Paper presented at ICALEO 2019, International Congress on Applications of Lasers and Electro-Optics, October 7-10, 2019, Orlando, Florida
: Kuczyk, Martin; Kotte, Liliana; Kaspar, Joerg; Barbosa, Maria Manuel; Nowotny, Steffen; Zimmermann, Martina; Leyens, Christoph

Fulltext urn:nbn:de:0011-n-5618242 (1.6 MByte PDF)
MD5 Fingerprint: 1c7869280243eb68cd4ee1841570877b
Created on: 22.10.2019

2019, Paper LAM1302, 9 pp.
International Congress on Applications of Lasers & Electro-Optics (ICALEO) <2019, Orlando/Fla.>
Conference Paper, Electronic Publication
Fraunhofer IWS ()
High Entropy Alloy; AlxCoCrFeNi; CrMnFeCoNi; laser cladding

The group of high entropy alloys (HEA) is under increasing interest due to the wide possibility of tailorable properties that far surpass conventional alloys. Depending on the alloy system unique high-temperature properties, such as excellent specific strength, superior corrosion resistance, exceptional ductility and fracture toughness are achievable.
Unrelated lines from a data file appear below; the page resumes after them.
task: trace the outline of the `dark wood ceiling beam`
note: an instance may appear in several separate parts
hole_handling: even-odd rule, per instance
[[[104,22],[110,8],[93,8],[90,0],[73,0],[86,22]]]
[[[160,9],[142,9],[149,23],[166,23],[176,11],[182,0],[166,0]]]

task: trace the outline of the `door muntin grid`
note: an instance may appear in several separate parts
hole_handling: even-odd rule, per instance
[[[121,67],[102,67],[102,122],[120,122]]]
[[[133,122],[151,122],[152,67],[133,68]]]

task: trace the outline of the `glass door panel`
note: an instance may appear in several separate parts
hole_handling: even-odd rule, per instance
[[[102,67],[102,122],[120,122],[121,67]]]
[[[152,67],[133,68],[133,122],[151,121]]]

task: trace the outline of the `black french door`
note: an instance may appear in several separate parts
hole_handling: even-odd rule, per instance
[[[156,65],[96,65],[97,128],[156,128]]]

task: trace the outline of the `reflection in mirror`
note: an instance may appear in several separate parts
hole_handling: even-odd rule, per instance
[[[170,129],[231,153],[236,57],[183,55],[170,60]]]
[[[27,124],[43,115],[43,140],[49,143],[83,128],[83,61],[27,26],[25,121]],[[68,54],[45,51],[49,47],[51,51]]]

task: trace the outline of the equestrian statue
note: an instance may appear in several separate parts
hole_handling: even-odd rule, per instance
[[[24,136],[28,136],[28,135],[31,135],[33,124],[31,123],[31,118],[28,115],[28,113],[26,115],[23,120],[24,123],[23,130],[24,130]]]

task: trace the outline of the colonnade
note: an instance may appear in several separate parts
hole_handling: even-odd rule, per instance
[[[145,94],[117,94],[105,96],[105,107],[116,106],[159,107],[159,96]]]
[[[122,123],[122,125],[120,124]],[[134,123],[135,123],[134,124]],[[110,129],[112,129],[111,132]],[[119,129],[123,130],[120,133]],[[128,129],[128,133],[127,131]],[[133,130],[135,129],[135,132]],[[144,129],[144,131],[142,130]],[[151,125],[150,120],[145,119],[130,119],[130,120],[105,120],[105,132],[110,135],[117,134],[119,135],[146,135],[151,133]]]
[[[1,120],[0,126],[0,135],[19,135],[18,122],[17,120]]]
However, the manufacturing route of reliable HEA coatings is still technologically challenging and costly, in particular because of the high number of constituent elements (> 5). In this contribution the production of HEA alloys by laser cladding using powder as well as wire is demonstrated. Particularly interesting is the possibility of in-situ alloying with laser powder cladding as a cost-effective alternative to the use of pre-alloyed compositions. Furthermore the economically, environmentally and industrially safe laser wire cladding is used for the production of HEA layers too. This process allows a material efficiency of almost 100%. The coating deposition was been carried out using coaxial cladding systems COAXpowerline and COAXwire, both developed by Fraunhofer IWS and a 4 kW diode laser (890-1060 nm) for the powder process and a 4 kW fiber laser (1064 nm) for the wire system. The coatings have been characterized in terms of chemical and microstructural homogeneity by optical analysis of cross-sections. Additionally Vickers micro-hardness-, abrasive wear measurements and advanced scanning electron microscopy including EDS and EBSD have been used. Upon the inherent high solidification rate during processing grain refinement could be observed. It also allows a significant reduction in element separation, thus reducing or even eliminating homogenization annealing. By this approach, CrMnFeCoNi and AlxCoCrFeNi coatings could be manufactured reliably, demonstrating high chemical and structural homogeneity without macroscopic segregations and only containing small amounts of impurities. In the AlxCoCrFeNi system, the lattice structure could be easily adjusted via the Al content. A switching form the solid-solution phase fcc to bcc was observed at Al contents > 15 at%, which resulted in an hardness increase from 200 HV to 600 HV in the system. Laser cladding has the potential to be established a simple, cost-effective and environmentally friendly process for the production of HEA based coatings.